Similar to the phenomenon we observed in Candida Auris, whereas the internal temperature (resting and during fever) of our body would normally protect us in tandem with an immune response, this has become less effective as the environmental C. Gattii strains have adapted to be able to survive spikes of high temperature in the environment. People infected with C. Gattii need at least 6 months of treatment, and once masses form in the lungs or the brain, they often require surgical removal, which can be very risky in the case of a person with an immune system weakened by infection.
Unfortunately, C. Gattii is not something I think we can hope to contain to the forests of the pacific northwest.
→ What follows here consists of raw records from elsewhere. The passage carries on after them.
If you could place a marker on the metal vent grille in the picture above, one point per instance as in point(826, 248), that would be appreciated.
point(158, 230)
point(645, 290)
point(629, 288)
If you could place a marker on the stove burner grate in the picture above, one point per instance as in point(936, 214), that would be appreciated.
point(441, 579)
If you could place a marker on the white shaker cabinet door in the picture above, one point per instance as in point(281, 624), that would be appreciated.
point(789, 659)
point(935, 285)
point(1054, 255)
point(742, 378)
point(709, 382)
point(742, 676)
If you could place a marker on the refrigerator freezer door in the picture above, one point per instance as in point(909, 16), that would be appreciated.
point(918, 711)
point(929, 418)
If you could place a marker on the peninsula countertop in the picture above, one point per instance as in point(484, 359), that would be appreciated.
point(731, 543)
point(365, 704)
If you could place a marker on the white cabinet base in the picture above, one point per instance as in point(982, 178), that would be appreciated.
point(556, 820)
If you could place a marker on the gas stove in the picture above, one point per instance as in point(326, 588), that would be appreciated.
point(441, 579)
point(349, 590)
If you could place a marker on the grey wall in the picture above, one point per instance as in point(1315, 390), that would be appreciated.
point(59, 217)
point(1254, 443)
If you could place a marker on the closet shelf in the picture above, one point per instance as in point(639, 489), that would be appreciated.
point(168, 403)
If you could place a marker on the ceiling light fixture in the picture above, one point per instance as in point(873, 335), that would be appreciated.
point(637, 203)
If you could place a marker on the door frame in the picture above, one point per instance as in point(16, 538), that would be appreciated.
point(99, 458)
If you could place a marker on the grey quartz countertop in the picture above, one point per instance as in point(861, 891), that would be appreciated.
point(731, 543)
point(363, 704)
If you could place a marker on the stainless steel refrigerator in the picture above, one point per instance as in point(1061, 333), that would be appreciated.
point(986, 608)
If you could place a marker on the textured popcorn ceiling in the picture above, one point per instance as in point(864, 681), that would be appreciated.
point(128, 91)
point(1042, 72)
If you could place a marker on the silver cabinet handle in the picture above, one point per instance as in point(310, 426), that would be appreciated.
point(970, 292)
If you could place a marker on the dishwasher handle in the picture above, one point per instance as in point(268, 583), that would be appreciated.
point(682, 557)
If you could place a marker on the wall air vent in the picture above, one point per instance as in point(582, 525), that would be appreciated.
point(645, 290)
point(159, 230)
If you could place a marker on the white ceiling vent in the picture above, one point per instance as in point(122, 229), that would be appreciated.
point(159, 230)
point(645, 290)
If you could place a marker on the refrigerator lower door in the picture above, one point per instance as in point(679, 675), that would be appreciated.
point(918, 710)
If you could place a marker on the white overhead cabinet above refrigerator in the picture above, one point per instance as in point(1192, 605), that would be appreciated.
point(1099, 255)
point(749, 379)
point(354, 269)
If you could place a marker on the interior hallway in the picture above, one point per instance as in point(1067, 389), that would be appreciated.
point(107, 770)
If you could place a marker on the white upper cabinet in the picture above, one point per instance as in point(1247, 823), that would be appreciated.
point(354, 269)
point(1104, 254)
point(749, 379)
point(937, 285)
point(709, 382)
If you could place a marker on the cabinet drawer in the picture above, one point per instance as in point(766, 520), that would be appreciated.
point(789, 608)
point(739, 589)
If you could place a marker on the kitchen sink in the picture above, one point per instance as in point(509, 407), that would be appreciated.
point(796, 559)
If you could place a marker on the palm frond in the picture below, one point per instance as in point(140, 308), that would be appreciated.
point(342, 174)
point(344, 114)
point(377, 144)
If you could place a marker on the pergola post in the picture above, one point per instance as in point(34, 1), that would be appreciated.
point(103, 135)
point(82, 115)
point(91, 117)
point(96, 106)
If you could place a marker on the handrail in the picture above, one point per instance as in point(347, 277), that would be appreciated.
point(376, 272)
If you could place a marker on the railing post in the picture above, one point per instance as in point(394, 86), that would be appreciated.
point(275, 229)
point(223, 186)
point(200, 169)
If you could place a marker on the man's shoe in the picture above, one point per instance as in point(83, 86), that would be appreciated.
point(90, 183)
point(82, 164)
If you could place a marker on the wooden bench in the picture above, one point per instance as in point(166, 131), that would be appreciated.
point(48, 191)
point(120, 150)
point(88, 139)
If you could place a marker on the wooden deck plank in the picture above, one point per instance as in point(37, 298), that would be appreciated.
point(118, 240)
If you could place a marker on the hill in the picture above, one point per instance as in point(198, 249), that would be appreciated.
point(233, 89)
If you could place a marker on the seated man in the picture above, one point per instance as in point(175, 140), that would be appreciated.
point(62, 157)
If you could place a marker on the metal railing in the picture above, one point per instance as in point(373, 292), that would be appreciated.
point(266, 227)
In our globalized world, the high temperature adapted strains of C. Gattii are bound to spread to other environs, and have begun to do so already. Forests in Louisiana, Alabama, Georgia, Michigan, and Nevada are thought to likely harbor C. Gattii. Even if we could contain C. Gattii exclusively to the forests we think it occupies, there are many other fungi filling similar niches in soils all around the world, which will all experience environmental changes as the result of climate change. Members of the Cryptococcus species complex exist in soils all around the world, and these are likely just the tip of the iceberg of unknown fungal foes.
This is probably not a disease that will kill hundreds of millions, as it has not yet been observed to spread from person to person. However, it will make experiencing our forests more risky, and that has larger implications than one might think. The U.S. is graced with a wealth of beautiful parks, and personally, they have been one of the greatest boons to my physical and mental health and wellbeing. We may be coming to the end of a golden age of forests that we didn’t even know we were in, and it may be that wearing a mask even in the forest becomes a wise choice. (I hope not, the smell of the forest is near-holy to me).
I’d like to end with an air of optimism. There are tons of scary things out there, but it has only been in the last few hundred years that we have gained the ability to know them, and even fewer that we have gained the ability to fight them. Some of the best and brightest minds work every day to combat emerging problems like this, and I wouldn’t be able to write this post without them. Although the COVID-19 pandemic has put a damper on my confidence in governments to implement changes as necessary, it has strengthened my confidence in our scientific community to quickly find solutions to our biggest threats, and I believe that as information becomes more easily disseminated, we can overcome any problem.
In the meantime, get out and enjoy nature! Despite the risks, it’s still a net positive to get back down to earth, and breathe some fresh air, just maybe not too deeply.